Огромную площадь сплошь покрывали высокие островерхие горы красноватой руды. Промежутки между ними были как ущелья. По крутым откосам с шорохом скатывались вниз комочки, рудная пыль. Двор обрывался у берега деревянной причальной стенкой. У противоположного берега, задрав левый борт, стоял затонувший теплоход.
С глухим рокотом по железным эстакадам двигался над горами руды мостовой кран. Откуда-то из-под земли появлялись продолговатые железные коробки, по наклонным решетчатым формам ползли к макушке домны и опрокидывались. Над домной всплывал клуб розовой пыли.
— Скипы, — сказал Костя, — они подают в печь руду, кокс и флюсы.
— А как же они… где же люди?
— Людей здесь немного. Вон в кабине — машинист крана, есть машинист у скиповой лебедки, около бункера два-три человека…
Костя рассказал, как в шахту подают кокс, известь, руду, как снизу, через особые трубы, вдувают подогретый воздух и как, наконец, жидкий чугун и шлак выпускают из горна. Ребята слушали и смотрели на грузные башни доменных печей, увенчанные четырьмя колоннами закрытых железных труб. Коленчатые трубы, подобно суставчатым лапам, спускались вниз. Другие, кольчатые, трубы красными змеями уползали по опорным столбам прочь.

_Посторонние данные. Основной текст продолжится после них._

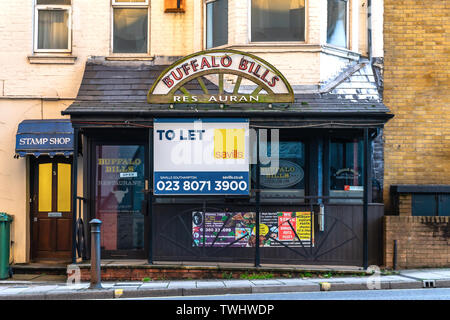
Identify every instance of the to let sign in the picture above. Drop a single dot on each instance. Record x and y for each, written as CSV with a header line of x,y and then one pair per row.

В аппаратной стены были сплошь уставлены измерительными приборами. Тонкие, поблескивающие стрелки медленно ползли, прыгали, дрожали на циферблатах, мигали сигнальные лампочки, на вращающихся бумажных барабанчиках и дисках штифты вычерчивали плавные кривые, неровные частоколы.

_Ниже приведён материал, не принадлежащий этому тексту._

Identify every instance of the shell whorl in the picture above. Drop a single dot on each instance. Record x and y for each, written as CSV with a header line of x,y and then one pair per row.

Мастер привел ребят на площадку к фурмам, но к горновым не пустил:
— Там шлак выпускают. Мало ли что: брызнет, беды не оберешься…
Толстая железная труба опоясывала домну. Изогнутые колена опускались от нее вниз и вонзались в печь.
— Там фурмы… Ну, это такое сопло, через которое вдувается воздух.
Трубы глухо ревели, от них несло жаром.